Currently, there are no AODA education standards. However, two AODA standards development committees have drafted recommendations of guidelines that AODA education standards should include. One committee has recommended guidelines for the kindergarten to grade twelve (K-12) education system. In this article, we outline recommended guidelines for accessible communication within and between school boards.
Accessible Communication Within and Between School Boards
Communication is vital in class, but also outside the classroom. Students, families, teachers, administrators, and other staff all need to learn from each other. Students and families can share important information about their cultural backgrounds, to support barrier-free learning across cultures. Similarly, schools and school boards need to communicate easily with students’ families.

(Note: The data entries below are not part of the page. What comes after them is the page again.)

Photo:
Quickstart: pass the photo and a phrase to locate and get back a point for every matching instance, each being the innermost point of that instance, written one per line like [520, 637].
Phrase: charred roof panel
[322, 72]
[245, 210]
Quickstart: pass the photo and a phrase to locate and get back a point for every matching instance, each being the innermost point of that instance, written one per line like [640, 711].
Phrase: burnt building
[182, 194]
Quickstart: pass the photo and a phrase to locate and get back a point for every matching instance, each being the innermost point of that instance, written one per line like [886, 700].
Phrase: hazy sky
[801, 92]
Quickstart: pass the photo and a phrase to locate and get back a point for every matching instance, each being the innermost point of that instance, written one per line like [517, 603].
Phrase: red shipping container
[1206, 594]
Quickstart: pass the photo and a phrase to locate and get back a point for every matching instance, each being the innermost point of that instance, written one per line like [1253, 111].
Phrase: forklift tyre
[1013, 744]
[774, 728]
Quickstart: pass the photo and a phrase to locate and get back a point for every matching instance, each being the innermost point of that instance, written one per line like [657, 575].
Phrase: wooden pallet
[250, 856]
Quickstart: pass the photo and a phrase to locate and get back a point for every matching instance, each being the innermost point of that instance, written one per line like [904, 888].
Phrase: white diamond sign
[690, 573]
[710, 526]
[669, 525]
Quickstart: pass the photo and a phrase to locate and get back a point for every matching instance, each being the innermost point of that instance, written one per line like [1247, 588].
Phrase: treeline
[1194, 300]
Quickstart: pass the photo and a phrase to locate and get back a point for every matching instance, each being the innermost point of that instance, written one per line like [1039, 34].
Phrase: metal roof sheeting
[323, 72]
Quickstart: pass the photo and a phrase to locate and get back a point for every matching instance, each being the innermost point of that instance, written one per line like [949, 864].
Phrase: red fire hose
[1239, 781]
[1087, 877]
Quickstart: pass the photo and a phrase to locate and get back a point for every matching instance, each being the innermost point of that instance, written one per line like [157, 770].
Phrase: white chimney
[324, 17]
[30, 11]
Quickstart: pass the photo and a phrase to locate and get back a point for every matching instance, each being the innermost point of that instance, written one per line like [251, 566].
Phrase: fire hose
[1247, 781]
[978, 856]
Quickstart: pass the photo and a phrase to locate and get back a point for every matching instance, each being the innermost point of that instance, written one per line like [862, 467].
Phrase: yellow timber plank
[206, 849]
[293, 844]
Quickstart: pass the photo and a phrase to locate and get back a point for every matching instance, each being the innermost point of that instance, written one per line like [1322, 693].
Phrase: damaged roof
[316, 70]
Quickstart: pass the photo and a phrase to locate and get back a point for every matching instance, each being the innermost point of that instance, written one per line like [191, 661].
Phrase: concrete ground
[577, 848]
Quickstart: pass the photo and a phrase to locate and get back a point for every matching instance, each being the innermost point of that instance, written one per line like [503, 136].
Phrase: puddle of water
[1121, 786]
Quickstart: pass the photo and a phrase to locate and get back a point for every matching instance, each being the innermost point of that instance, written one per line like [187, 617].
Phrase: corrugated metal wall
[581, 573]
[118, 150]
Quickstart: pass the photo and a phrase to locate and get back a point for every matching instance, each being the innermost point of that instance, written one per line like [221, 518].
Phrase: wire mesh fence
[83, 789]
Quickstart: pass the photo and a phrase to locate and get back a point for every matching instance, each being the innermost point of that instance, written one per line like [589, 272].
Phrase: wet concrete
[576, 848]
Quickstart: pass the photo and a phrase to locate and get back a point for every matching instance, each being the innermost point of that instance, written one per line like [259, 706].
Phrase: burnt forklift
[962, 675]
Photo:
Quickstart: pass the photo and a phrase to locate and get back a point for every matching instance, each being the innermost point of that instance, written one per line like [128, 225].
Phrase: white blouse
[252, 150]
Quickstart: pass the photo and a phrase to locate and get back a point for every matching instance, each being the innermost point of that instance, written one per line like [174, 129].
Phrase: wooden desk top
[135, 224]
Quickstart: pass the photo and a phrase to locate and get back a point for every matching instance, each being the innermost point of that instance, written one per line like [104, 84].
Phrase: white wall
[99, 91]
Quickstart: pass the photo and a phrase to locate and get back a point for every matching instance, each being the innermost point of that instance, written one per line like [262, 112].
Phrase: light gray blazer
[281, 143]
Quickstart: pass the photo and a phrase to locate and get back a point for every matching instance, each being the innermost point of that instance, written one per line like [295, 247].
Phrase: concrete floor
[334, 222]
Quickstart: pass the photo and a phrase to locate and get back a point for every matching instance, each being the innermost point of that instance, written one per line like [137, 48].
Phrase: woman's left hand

Therefore, the Committee recommends that the Ministry of Education and school boards should provide accessible and open communication with:
- The public
Communication from schools or school boards should be timely, and available in accessible formats. Accessible websites or apps can be valuable ways of sharing information. Likewise, if schools, school boards, or the Ministry seek feedback from families, this communication should also be accessible. For instance, if a school board asks families to complete a survey, families of many backgrounds should find the survey accessible. As a result, schools and school boards should create, monitor, and review policies to ensure that families can access communication.
Communication also allows school boards to share information and resources to improve accessibility in and outside of the classroom. If one school board lacks knowledge about how to meet the needs of students with disabilities, students in that region will be disadvantaged. However, school boards lacking knowledge and resources can learn from the experience of staff from other school boards. Exposure to resources and research about teaching students with a wide variety of abilities can help staff overcome attitudinal barriers in school. For example, staff can learn from other school boards about creating accessible:
- Online learning, and other web-based school resources
- Science, technology, engineering and math (STEM) lessons for students with print disabilities
- Library resources
- Lessons about disability
- Extra-curricular activities
- Job placements
- Field trips
Therefore, the Committee recommends that the Ontario government should establish an accessibility “hub”. This hub would be an archive of resources and research about accessible education. The Committee suggests making the hub available online, so that students, staff, and families from all school boards could use it. When teachers have resources that support them in designing and delivering accessible lessons, they can give more students a positive and full school experience.